Can the economic growth of interwar Latvia be estimated by contemporary national accounts
New paper titled "Can the economic growth of interwar Latvia be estimated by contemporary national accounts" by Grytten, Ola Honningdal; Norkus, Zenonas; Markeviciute, Jurgita; Silins, Janis has been published in Baltic Journal of Economics.

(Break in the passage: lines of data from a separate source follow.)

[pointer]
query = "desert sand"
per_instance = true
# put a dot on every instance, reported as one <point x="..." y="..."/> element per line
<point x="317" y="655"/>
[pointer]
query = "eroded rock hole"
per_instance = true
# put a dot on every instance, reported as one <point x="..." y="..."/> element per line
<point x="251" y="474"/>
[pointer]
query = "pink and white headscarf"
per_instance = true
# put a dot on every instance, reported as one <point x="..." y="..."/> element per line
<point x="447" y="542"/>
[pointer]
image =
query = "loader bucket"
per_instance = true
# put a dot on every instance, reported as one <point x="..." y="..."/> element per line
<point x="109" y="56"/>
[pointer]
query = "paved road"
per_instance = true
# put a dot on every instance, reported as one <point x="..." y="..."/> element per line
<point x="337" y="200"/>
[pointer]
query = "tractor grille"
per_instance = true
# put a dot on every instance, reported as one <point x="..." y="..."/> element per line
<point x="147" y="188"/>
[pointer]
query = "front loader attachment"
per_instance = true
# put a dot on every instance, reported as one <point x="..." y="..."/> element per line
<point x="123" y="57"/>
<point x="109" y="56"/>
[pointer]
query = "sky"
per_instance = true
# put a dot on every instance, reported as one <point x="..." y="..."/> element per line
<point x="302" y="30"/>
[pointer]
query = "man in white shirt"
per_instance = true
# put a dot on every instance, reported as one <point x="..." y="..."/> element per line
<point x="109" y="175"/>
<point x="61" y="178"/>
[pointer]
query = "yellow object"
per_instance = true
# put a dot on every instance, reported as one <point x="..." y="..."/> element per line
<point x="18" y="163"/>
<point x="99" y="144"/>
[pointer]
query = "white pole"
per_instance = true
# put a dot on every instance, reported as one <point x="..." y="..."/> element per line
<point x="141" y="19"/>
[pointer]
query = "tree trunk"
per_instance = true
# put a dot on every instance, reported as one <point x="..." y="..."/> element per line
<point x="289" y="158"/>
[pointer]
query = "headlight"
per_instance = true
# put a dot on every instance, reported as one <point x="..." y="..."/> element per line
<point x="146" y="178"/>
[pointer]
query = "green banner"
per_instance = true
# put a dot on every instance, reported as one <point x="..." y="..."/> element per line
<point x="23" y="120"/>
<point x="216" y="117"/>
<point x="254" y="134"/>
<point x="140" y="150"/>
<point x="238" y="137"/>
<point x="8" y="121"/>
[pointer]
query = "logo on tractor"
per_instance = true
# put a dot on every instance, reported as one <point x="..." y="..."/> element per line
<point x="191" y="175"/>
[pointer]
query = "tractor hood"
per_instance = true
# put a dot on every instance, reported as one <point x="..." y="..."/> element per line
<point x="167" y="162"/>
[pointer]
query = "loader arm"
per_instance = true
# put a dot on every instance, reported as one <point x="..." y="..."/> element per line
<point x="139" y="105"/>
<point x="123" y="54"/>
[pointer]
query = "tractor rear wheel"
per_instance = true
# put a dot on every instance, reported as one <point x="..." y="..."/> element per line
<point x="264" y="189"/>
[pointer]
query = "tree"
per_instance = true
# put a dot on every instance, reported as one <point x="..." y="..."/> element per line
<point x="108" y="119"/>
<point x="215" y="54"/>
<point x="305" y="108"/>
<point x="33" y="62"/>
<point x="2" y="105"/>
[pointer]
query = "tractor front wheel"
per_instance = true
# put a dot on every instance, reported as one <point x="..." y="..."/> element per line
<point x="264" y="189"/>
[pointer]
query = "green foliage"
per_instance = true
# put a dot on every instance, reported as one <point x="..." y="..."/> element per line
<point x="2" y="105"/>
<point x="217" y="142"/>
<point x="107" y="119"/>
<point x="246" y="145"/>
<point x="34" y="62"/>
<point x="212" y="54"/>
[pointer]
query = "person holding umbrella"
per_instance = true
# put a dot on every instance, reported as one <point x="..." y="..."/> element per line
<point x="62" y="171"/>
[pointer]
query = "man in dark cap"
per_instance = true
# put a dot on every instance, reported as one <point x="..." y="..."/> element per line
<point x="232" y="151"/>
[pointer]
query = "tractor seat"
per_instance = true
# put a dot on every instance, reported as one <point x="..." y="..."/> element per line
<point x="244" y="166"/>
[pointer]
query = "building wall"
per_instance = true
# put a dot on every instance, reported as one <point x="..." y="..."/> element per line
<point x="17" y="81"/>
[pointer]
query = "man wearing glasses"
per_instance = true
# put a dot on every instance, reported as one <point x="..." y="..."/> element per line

The paper provides an examination of interwar Latvia’s national accounts, checking their usability for estimating interwar economic growth performance. According to the authoritative account of Roses and Wolf [(2010). Aggregate growth, 1913–1950. In S. Broadberry, & K. H. O’Rourke (Eds.), The Cambridge economic history of modern Europe, vol 2. 1870 to the present (pp. 183–207). Cambridge UP.], based on indirect estimation methods, Latvia’s GDPpc growth rate from 1929 to 1938 was the highest in Europe. However, according to Aizsilnieks [(1968). Latvijas saimniecības vēsture, 1914–1945. Daugava.] interwar national income estimates show that the Latvian economy stagnated in the 1930s. This paper’s main findings are that applying historical price indices to the existing interwar output estimates supports the stagnation thesis. However, the national income estimates lack validity and reliability due to unpersistent or unknown methodology. Hence, changes in real output cannot be established without new calculations according to the contemporary System of National Accounts (SNA 2008) framework.